1. Accessing Array Elements via Array Name

Consider the following code:

int i,a[]={3,4,5,6,7,3,7,4,4,6};
for (i=0;i<=9;i++)
{
   printf ( “%d”, a[i] );
}

Clearly, this displays the values of each element in array a.

We can also access elements like this:

int i,a[]={3,4,5,6,7,3,7,4,4,6};
for (i=0;i<=9;i++)
{
   printf ( “%d”,  *(a+i) );
}

Its result and effect are exactly the same.

2. Accessing Array Elements via Pointers

int i,*pa,a[]={3,4,5,6,7,3,7,4,4,6};
pa =a  ;// Note that array name 'a' is directly assigned to pointer 'pa'
for (i=0;i<=9;i++)
{
   printf ( “%d”, pa[i] );
}

Clearly, this also displays the values of each element in array a.

Additionally, similar to using the array name, it can also be done as follows:

int i,*pa,a[]={3,4,5,6,7,3,7,4,4,6};
pa =a;
for (i=0;i<=9;i++)
{
   printf ( “%d”, *(pa+i) );
}

Looking at pa=a (assigning the array name to a pointer) and the forms of accessing elements via array name and pointer, there seems to be no difference. From this, it appears that an array name is essentially a pointer. Are there really no differences? Yes, please continue.

3. Differences Between Array Names and Pointer Variables Consider the following code:

int i,*pa,a[]={3,4,5,6,7,3,7,4,4,6};
pa =a;
for (i=0;i<=9;i++)
{
   printf ( “%d”, *pa );
    pa++ ;  // Note here, the pointer value is modified
}

It can be seen that this code also outputs the values of each array element. However, try changing pa to a inside the {}. You will find that the program fails to compile. It seems pointers and array names are still different. In fact, the pointer above is a pointer variable, while an array name is merely a pointer constant.

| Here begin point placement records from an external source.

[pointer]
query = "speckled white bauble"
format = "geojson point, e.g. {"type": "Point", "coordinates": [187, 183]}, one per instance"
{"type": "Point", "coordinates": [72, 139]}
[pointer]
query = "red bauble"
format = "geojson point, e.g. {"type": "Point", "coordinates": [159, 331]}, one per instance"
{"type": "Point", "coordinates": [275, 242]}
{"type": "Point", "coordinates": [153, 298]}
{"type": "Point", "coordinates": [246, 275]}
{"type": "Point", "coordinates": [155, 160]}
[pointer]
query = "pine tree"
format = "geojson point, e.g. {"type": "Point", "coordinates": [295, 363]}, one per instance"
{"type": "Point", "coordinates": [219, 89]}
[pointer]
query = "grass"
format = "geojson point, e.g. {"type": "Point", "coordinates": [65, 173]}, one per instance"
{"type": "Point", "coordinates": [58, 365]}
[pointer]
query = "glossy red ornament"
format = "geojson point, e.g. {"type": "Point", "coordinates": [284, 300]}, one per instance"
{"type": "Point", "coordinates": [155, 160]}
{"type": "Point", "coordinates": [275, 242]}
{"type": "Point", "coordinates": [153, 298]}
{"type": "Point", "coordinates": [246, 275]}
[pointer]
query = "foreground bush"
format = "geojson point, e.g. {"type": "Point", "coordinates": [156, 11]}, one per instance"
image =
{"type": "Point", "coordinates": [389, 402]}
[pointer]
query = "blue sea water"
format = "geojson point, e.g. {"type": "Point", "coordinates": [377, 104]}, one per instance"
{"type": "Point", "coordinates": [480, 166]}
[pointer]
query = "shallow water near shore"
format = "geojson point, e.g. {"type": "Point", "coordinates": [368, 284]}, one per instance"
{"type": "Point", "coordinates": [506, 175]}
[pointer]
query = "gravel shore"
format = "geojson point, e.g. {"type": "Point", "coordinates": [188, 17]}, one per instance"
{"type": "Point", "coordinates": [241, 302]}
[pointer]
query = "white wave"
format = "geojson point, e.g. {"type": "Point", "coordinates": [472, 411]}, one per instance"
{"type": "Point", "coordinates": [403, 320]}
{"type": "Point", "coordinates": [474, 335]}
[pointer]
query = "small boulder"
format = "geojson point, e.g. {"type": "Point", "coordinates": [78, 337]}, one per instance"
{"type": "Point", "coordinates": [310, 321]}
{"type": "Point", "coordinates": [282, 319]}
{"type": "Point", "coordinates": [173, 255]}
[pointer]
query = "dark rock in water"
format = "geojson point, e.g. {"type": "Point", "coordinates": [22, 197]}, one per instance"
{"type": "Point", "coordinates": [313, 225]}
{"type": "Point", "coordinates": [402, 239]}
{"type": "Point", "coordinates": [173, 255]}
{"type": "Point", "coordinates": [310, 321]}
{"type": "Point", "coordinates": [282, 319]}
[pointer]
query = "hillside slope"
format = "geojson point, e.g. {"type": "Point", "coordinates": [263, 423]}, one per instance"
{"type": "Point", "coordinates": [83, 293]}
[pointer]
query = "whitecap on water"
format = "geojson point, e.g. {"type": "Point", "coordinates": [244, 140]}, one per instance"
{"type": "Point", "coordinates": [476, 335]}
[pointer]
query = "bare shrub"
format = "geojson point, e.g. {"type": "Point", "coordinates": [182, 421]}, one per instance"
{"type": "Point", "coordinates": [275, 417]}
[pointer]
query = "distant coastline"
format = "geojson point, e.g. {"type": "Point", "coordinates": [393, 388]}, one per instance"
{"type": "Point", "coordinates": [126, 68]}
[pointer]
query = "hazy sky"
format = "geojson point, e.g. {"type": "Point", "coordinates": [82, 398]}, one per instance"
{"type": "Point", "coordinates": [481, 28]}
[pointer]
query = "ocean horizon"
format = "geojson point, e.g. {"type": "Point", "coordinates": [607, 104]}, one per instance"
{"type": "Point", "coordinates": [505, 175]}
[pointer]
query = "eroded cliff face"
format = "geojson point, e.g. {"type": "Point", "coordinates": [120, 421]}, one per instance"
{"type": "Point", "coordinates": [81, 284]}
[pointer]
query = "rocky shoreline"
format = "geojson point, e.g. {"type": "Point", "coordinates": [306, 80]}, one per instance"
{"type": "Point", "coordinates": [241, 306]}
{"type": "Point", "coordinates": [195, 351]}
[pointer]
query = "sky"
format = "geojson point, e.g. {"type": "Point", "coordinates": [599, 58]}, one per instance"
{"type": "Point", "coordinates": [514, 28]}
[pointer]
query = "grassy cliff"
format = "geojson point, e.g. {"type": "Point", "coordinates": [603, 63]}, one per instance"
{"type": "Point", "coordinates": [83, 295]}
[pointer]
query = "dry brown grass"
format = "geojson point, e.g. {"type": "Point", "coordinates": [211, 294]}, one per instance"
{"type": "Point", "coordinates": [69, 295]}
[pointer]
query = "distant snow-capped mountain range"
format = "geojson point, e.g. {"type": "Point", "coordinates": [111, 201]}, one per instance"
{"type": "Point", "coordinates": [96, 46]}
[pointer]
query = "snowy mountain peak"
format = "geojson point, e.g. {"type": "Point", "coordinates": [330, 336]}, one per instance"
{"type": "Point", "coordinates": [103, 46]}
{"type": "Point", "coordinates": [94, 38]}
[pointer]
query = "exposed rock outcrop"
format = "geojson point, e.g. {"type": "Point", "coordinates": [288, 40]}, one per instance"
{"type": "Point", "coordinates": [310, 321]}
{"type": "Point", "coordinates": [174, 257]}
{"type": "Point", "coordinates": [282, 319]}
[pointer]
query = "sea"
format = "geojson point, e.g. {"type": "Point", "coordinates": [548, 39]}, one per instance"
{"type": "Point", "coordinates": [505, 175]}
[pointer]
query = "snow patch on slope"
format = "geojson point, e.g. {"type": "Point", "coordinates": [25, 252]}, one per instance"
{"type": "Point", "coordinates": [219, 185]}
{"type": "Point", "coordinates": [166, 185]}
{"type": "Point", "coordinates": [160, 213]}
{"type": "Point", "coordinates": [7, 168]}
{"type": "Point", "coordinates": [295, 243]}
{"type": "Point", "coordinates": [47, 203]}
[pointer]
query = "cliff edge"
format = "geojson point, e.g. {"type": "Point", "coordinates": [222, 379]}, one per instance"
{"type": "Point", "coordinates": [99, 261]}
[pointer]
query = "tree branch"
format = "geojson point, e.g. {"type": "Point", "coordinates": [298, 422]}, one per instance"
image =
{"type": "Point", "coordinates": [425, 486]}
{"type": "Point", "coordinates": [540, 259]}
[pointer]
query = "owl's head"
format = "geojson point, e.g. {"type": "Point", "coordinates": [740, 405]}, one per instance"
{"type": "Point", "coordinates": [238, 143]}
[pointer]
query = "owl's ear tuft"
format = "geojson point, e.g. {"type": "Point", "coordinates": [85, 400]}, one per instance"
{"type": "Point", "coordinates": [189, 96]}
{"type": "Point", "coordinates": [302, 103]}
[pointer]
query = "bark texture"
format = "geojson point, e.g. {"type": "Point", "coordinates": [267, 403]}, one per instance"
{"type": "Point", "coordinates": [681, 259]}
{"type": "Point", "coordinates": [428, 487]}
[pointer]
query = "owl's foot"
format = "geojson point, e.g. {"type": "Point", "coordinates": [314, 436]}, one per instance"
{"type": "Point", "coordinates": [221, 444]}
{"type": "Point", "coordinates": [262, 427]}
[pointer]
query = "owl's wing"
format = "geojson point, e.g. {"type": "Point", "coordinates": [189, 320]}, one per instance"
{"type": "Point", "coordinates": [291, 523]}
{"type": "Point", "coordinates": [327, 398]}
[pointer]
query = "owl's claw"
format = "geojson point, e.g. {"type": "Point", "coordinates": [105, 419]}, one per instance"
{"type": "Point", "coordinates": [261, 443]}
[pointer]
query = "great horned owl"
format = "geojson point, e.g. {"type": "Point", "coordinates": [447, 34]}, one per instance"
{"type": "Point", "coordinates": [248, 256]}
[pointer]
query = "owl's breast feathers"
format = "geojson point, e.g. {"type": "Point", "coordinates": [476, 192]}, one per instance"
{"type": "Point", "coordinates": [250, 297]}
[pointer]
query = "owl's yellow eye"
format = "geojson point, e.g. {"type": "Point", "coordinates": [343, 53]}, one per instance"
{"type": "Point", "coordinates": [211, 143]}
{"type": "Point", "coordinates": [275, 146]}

The difference between this code and the previous ones is that the value of pointer pa continuously increments throughout the loop; that is, the pointer's value is modified. An array name is a pointer constant, and its value cannot be modified, so operations like a++ are not allowed. In the previous sections (referring to pa[i] and *(pa+i)), the value of pointer pa remained unchanged. Therefore, the pointer variable pa and the array name a can be interchanged in those contexts.

4. Declaring Pointer Constants Now consider the following code:

int i, a[]={3,4,5,6,7,3,7,4,4,6};
int * const pa=a;// Note the position of const: it's not const int * pa,
for (i=0;i<=9;i++)
{
   printf ( “%d”, *pa );
    pa++ ;  // Note here, the pointer value is modified
}

Will this code compile successfully? No. Because the pointer pa has been defined as a constant pointer. At this point, there is no difference from the array name a. This further illustrates that an array name is a constant pointer. However...

int * const a={3,4,5,6,7,3,7,4,4,6};// Not allowed
int a[]={3,4,5,6,7,3,7,4,4,6};// Allowed, so arrays must be initialized this way.

All the above experiments were conducted on VC6.0.